PRAXISTIPP | Die Verluste mindern beim einjährigen Verlustrücktrag bzw. Verlustvortrag nur Veräußerungsgewinne, die im Rahmen des § 23 Abs. 1 EStG erzielt wurden.

 
  • Beispiel

Aufgrund eines Grundstücksverkaufs in 2019 besteht ein Verlust nach § 23 Abs. 1 Nr. 1 EStG i. H. v. 2.000 EUR. Gewinne nach § 23 Abs. 1 EStG hat S in 2019 nicht erzielt, nur noch Einkünfte aus seiner Rente i. H. v. 30.000 EUR. Dagegen erzielt S in 2018 durch Grundstücksverkauf einen Gewinn i. S. d. § 23 Abs. 1 EStG i.

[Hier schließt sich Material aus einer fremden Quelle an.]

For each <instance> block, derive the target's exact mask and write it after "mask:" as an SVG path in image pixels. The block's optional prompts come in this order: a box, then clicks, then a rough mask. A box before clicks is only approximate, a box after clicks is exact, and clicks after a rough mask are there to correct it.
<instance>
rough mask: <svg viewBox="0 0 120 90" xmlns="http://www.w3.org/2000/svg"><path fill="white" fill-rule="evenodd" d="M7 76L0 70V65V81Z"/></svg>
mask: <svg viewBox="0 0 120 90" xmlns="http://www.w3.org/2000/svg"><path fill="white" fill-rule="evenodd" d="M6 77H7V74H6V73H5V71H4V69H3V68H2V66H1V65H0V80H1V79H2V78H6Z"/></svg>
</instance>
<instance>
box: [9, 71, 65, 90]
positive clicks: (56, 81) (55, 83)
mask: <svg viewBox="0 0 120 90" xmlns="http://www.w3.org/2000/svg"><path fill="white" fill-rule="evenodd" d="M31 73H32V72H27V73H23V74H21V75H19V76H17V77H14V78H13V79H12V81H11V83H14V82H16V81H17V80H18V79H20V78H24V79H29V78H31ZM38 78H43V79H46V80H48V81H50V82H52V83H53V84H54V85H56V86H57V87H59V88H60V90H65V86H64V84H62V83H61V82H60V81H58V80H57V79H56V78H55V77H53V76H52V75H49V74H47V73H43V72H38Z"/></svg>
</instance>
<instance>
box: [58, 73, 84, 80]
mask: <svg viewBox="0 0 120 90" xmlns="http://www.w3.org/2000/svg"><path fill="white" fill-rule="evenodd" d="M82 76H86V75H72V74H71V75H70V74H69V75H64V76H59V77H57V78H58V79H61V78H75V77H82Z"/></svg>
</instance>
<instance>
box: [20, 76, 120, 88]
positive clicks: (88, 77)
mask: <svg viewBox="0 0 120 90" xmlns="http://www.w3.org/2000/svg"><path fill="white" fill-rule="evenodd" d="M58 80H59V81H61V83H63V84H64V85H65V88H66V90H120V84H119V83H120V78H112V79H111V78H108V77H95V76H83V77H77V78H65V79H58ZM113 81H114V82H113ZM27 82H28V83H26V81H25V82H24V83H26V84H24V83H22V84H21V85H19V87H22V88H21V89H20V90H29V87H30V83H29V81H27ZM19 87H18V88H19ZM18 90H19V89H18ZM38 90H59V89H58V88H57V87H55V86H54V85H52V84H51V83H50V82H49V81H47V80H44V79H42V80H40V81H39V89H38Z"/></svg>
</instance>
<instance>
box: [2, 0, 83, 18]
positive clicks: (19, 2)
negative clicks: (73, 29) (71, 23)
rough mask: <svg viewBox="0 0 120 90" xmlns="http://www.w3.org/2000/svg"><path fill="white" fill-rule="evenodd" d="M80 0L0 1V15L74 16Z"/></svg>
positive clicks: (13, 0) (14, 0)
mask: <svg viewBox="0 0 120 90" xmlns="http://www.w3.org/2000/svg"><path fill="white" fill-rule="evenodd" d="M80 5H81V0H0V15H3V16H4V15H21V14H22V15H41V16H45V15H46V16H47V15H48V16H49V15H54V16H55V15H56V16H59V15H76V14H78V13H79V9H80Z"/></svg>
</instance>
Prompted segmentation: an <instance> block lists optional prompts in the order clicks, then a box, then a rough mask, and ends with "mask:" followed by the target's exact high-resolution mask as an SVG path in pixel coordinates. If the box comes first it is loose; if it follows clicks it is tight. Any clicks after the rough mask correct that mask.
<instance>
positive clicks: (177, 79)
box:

H. v. 1.000 EUR.

 

Lösung: Zur Berücksichtigung des Verlusts gilt folgende Vorgehensweise:

  • a) In 2019: Mangels anderer Gewinne aus § 23 Abs. 1 EStG kann kein Ausgleich vorgenommen werden. Ein Ausgleich mit den Renteneinkünften scheidet aus.
  • b) In 2018: Da in 2018 ein Gewinn i. S. d. § 23 Abs. 1 EStG i. H. v. 1.000 EUR erzielt wurde, kann der Verlust aus 2019 i. H. v. 1.000 EUR zurückgetragen und mit dem Gewinn verrechnet werden. Damit ergibt sich in 2018 kein steuerpflichtiger Gewinn nach § 23 Abs. 1 EStG.
  • c) In 2020: Der verbleibende Verlust aus 2019 i. H. v. 1.000 EUR kann in die folgenden Jahre vorgetragen werden und mindert dann Gewinne nach § 23 Abs. 1 EStG.